Tiara was a federal court case that reached the Supreme Court of Florida after the United States Court of Appeals for the Eleventh Circuit certified the following question:
“DOES AN INSURANCE BROKER PROVIDE A “PROFESSIONAL SERVICE” SUCH THAT THE INSURANCE BROKER IS UNABLE TO SUCCESSFULLY ASSERT THE ECONOMIC LOSS RULE AS A BAR TO TORT CLAIMS SEEKING ECONOMIC DAMAGES THAT ARISE FROM THE CONTRACTUAL RELATIONSHIP BETWEEN THE INSURANCE BROKER AND THE INSURED?”

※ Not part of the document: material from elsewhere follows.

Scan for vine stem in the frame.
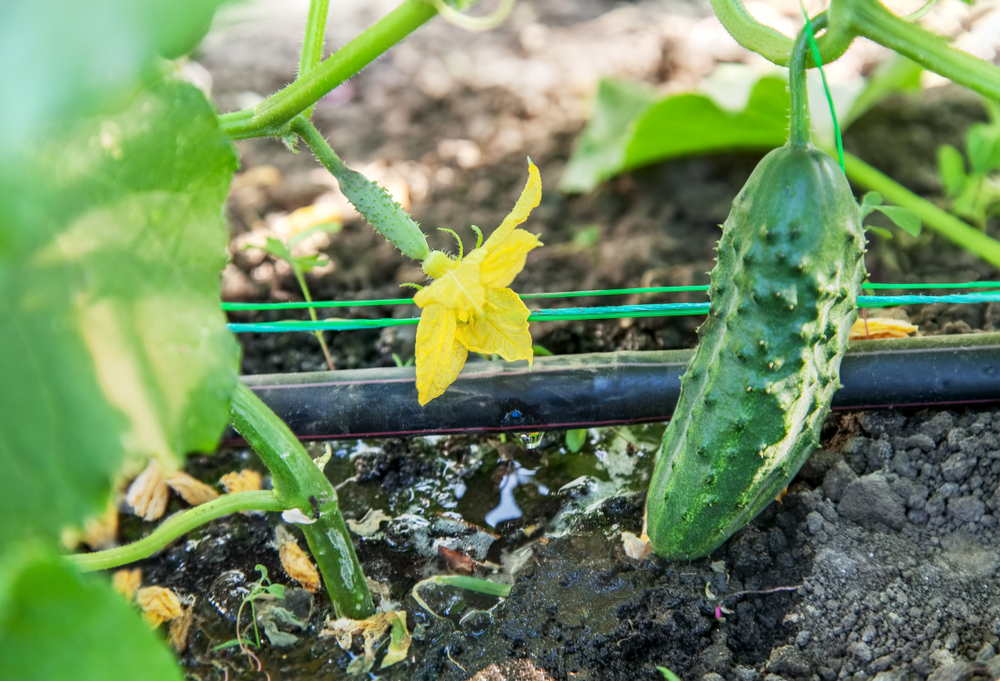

Because the question as certified by the Eleventh Circuit was premised on the continued applicability of the economic loss rule in cases involving contractual privity, the Supreme Court of Florida subsequently rephrased the 11th Circuit’s certified question to:
“DOES THE ECONOMIC LOSS RULE BAR AN INSURED’S SUIT AGAINST AN INSURANCE BROKER WHERE THE PARTIES ARE IN CONTRACTUAL PRIVITY WITH ONE ANOTHER AND THE DAMAGES SOUGHT ARE SOLELY FOR ECONOMIC LOSSES?”
Justice LaBarga, writing for the Supreme Court, answered the rephrased question negatively, concluding it unnecessary “to decide whether the economic loss rule exception for professionals applies to insurance brokers” because “application of the economic loss rule is limited to products liability cases.” The case was remanded to Judge Hurley in the federal appeals court, for that court to enter judgment in accordance with Florida law as
announced by the Supreme Court of Florida.